Shaping innovation around a new Now product visualisation
We have been working on a new visualisation for Now with the aim of taking it a leap forward.
This new approach represents a set of customer interactions (clicks, add2cart, checkout and revenue) with products in real time -- without losing the roots that made the Now visualisation widely adopted by many Empathy customers. What are those roots? Simplicity, meaningfulness and instantaneity.
We want to achieve a brand-new real-time analysis of user behavior interactions. That is to say, we try to capture the user experience when browsing the different products that our customers offer.
In this light, we have iterated over a new bubbly visualisation composed of a real set of product images (fed directly from customer catalog) that are interconnected and user customizable from the available set of interactions previously mentioned.
Combination of multiple events:
The bubbles will offer interaction while hovering over them, enabling retailers to realize in real time how many times the product has been clicked or reached the user cart from the search results, either directly from the results page or through a product details page.

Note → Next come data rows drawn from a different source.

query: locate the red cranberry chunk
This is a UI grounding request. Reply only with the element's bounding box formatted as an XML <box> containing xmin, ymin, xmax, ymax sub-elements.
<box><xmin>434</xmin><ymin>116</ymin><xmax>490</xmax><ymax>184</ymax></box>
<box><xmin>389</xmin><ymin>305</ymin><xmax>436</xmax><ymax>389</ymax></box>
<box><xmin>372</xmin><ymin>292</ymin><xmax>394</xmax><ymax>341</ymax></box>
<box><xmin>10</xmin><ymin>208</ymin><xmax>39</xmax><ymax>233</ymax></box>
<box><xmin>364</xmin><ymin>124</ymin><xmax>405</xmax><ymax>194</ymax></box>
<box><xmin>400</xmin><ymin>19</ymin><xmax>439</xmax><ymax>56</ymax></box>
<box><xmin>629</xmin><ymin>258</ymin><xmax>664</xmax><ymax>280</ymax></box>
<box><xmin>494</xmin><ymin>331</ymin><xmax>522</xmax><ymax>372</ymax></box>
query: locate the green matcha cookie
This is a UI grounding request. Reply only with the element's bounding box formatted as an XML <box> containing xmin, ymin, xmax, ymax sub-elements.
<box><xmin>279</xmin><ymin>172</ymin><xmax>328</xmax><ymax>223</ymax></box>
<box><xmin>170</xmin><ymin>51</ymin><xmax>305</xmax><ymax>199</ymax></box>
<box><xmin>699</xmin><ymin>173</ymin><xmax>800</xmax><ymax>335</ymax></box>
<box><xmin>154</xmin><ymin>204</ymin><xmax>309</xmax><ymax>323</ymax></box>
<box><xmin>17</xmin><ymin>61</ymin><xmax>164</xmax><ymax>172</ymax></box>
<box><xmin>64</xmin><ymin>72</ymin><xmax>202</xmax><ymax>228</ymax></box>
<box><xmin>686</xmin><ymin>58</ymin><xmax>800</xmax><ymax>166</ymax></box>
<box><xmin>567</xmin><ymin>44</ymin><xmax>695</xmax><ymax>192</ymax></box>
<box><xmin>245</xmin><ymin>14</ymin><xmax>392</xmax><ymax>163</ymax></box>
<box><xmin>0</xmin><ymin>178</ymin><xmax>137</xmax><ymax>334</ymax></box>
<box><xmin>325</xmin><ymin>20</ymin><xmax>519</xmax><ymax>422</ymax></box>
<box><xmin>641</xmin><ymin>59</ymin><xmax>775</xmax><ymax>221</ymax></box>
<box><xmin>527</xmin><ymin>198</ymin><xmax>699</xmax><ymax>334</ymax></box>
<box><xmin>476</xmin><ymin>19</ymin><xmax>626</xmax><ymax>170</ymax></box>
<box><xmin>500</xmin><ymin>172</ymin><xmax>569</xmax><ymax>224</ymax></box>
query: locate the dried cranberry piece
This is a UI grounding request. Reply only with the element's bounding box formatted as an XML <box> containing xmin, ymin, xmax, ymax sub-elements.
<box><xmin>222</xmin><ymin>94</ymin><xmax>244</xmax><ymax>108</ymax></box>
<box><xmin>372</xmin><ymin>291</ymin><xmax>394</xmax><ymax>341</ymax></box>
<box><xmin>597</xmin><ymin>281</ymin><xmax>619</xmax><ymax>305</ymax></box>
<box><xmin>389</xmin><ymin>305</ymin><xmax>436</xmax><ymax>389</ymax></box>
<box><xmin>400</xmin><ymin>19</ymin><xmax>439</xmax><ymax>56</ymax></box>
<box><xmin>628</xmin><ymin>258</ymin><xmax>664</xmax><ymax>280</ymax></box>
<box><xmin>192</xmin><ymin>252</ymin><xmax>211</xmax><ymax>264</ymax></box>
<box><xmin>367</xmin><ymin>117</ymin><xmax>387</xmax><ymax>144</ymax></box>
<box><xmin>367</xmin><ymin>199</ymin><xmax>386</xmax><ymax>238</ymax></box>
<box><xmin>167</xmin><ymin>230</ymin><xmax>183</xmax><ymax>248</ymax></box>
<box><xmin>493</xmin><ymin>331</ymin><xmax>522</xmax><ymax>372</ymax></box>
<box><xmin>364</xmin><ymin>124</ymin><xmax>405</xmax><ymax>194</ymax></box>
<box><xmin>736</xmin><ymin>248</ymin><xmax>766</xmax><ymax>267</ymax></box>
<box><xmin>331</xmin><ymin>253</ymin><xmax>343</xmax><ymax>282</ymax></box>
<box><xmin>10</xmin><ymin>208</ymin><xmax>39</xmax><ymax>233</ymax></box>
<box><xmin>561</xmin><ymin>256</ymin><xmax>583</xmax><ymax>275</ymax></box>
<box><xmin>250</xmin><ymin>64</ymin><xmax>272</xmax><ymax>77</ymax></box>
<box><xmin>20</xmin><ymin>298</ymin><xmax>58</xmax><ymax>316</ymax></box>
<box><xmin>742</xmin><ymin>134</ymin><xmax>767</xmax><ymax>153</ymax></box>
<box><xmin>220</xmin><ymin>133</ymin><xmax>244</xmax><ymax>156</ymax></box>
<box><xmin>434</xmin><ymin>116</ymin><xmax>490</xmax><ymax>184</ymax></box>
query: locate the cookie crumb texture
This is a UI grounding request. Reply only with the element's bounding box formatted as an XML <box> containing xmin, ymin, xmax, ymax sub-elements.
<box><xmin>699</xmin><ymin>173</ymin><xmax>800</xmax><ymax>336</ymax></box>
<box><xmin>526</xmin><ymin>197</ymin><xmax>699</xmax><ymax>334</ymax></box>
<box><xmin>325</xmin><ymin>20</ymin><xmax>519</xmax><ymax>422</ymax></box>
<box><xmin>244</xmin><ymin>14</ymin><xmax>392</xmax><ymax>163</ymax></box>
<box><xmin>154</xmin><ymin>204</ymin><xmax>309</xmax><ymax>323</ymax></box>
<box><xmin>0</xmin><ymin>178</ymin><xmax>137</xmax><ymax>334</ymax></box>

Consequently, this new visualisation prototype not only enhances the single interaction monitoring but also offers the possibility to show a combination of multiple events, as shown in the example below, where Clicks & Add2Cart are configured by the user to be displayed at the same time.
We believe that in order to understand the flow of user interaction, it is necessary to take into account key aspects that establish the perfect search funnel of shoppers’ activity: Aspects such as aesthetics, quality of content (product offerings), accessibility or simplicity of use.
Now visualisation has been a powerful tool for data analysts and retailers not only to individually observe each metric with a real-time product perception, but also to understand the consequences of user behavior in their search for what they need, giving place to new insights such as purchase attempts, new products to recommend or the revenue gained as a result of the set of interactions.
No doubt, we’ll continue iterating around this visualisation, pursuing qualitative improvements that merge, once again, innovation and explicitness.